Texas and Wisconsin are joined in the lawsuit by Alabama, Arkansas, Arizona, Florida, Georgia, Indiana, Kansas, Louisiana, Maine, Mississippi, Missouri, Nebraska, North Dakota, South Carolina, South Dakota, Tennessee, Utah and West Virginia.

This is the second time Paxton has sued the federal government over Obamacare. Texas, Kansas and Louisiana sued in 2015 over regulations that they claimed illegally tax states to pay a health insurance providers fee or risk losing Medicaid funding. Texas must pay the IRS $120 million per year for Obamacare regulations though it did not expand Medicaid or create a state Obamacare exchange, Paxton said Monday.

Critics say Monday’s lawsuit is politically motivated and will take health care away from millions of Texans while raising premiums.

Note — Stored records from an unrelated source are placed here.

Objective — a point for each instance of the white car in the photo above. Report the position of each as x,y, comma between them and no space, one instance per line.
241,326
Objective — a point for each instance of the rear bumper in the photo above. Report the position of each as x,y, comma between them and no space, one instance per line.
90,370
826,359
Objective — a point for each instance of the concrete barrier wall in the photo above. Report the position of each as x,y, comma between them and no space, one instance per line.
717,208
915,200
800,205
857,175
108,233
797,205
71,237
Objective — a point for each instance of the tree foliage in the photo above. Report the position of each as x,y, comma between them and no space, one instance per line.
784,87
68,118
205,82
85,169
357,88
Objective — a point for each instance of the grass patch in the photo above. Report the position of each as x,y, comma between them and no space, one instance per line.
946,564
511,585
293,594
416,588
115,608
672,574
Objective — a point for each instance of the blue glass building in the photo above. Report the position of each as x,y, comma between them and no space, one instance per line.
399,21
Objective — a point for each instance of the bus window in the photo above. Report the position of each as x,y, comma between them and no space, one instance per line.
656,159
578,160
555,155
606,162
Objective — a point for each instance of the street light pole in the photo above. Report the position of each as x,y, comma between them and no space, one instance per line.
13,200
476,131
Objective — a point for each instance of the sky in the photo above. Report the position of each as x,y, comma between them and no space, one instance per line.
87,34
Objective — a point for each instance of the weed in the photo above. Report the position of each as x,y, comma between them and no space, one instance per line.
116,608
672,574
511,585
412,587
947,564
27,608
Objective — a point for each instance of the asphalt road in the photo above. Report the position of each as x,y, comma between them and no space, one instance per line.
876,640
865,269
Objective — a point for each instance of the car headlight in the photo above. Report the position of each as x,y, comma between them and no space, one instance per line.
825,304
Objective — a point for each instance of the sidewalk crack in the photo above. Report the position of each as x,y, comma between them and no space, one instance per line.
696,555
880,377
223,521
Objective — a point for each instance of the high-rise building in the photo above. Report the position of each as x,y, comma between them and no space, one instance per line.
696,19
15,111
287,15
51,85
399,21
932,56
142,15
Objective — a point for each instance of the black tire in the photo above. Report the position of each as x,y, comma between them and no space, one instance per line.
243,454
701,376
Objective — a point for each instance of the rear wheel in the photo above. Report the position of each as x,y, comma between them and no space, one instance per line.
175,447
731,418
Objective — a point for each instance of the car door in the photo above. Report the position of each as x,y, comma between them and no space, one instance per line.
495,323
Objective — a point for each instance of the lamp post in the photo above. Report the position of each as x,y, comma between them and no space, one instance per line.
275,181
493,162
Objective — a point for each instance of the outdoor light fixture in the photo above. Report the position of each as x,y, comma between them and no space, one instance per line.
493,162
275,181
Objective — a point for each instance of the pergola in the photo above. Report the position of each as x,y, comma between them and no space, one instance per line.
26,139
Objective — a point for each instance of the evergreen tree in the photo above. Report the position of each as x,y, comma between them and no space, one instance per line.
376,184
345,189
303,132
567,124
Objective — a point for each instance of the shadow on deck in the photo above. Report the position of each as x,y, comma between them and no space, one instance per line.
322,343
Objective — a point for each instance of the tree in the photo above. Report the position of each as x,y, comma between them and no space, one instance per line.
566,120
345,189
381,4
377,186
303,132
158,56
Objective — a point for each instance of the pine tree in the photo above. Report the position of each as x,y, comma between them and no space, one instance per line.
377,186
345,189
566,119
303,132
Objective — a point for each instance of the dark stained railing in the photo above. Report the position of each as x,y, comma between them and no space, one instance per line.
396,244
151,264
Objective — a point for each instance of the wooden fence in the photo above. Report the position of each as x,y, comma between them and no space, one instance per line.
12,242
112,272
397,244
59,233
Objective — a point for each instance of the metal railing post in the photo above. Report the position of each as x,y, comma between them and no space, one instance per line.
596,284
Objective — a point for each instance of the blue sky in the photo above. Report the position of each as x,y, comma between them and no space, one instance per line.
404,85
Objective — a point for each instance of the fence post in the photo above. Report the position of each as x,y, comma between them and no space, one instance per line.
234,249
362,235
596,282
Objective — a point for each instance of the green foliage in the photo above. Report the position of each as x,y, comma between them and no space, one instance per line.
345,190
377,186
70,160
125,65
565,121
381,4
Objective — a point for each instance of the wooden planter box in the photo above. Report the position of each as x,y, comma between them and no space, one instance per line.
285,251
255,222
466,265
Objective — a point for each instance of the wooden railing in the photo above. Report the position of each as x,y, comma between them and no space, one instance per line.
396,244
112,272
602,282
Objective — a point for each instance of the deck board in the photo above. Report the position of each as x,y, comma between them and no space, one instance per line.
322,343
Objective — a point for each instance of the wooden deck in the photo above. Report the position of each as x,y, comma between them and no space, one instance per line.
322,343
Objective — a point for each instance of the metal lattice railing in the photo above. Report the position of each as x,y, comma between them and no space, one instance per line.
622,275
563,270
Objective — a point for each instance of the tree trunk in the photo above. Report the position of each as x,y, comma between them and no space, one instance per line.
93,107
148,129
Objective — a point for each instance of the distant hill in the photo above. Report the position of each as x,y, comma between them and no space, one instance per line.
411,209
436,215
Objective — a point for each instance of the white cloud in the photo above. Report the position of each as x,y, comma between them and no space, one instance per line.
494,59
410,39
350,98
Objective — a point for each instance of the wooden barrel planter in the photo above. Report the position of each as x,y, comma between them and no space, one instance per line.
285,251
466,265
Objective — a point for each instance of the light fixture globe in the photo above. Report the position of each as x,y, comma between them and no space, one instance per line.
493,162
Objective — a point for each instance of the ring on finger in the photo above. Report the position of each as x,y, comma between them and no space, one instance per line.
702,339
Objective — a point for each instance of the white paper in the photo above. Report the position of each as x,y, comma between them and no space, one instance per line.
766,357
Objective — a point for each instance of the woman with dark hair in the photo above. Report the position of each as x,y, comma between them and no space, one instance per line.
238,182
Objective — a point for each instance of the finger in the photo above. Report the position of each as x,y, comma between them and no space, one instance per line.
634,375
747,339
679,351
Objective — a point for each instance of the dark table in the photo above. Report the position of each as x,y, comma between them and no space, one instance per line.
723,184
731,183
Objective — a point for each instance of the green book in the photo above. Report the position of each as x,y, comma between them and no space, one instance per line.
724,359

Brad Woodhouse, director of Protect Our Care and a former Democratic National Committee communications director, said the lawsuit will end the expansion of Medicaid that has been critical in the fight against the opioid epidemic and keeping rural hospitals open.

“Moreover, it would once again allow insurers to discriminate against Texans with pre-existing conditions, re-impose lifetime limits on Texans’ coverage, charge Texas women more for coverage, impose an age tax on older Texans, and kick young adult Texans under the age of 26 off family coverage,” Woodhouse said in a statement Tuesday. “It’s time for Ken Paxton and President Trump to move on from their war on Texans’ health care and start working on bipartisan solutions to protect people’s coverage and bring costs down.”

An Urban Institute study released on Monday concludes Texans face a 20.2 percent premium increase in the individual market next year because of the “Republican sabotage” of Obamacare, Protect Our Care said.